If you don't own a computer, you have no hope of so much as _applying_ for a
job, let alone actually obtaining one.

Even McDonalds and Starbucks do all their hiring through their websites.

------
neuro_imager
The boomers have fucked this generation so hard they should get an award from
the porn industry.

One of the best explanations of this dynamic I have read was in the following
opinion piece:
[http://constitutionaldaily.com/index.php?option=com_content&...](http://constitutionaldaily.com/index.php?option=com_content&view=article&id=1153:throw-
grandma-from-the-train&catid=49:the-philadelphia-lawyer&Itemid=65)

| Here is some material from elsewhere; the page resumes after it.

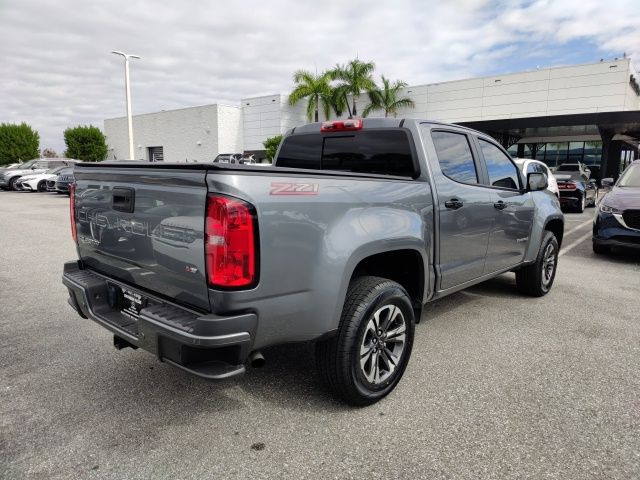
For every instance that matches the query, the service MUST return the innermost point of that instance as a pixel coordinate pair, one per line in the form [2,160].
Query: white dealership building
[587,112]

To quote: "here's seventy-five percent of the reason the Fed, and Washington,
are ignoring employment and focusing exclusively on asset inflation:

If asset values fell as they should have in a true free market correction,
which we were due, an enormous percentage of the old and elderly would be
rendered insolvent. We would have a societal disaster on our hands.

And so we decided to screw the the young - the more resilient group - to
protect the old."

"It can be argued, and should be, that the old are the weakest, and that we
have a duty to protect them most. But a far more compelling point is that a
nation fixated solely on subsidizing its old at cost of the futures of its
young is a nation headed for a fall. The more we prop up housing, freezing out
the young, the less we give youth a sense of equity in their communities, a
"skin in the game," both literally and existentially. The more we funnel every
economic fix through Wall Street, to protect the old and invested first, with
scraps for Main Street, the fewer jobs we create for the kids. The more we
spend on pointless health care for the near dead, the fewer options we have to
control costs, and consequently, the less hiring we'll see."

"But if there's a real battle out there, it's generational - between the young
and the old. Between those we need to offer futures, and those we've more than
adequately coddled.

Grandma's ticket on the gravy train is up. It's time we start seriously
discussing how and when her austerity starts - how we get her off to make room
for the kids. Eased out at the next station, or shoved through the nearest
exit door when the engine can no longer handle the overcrowded cars?"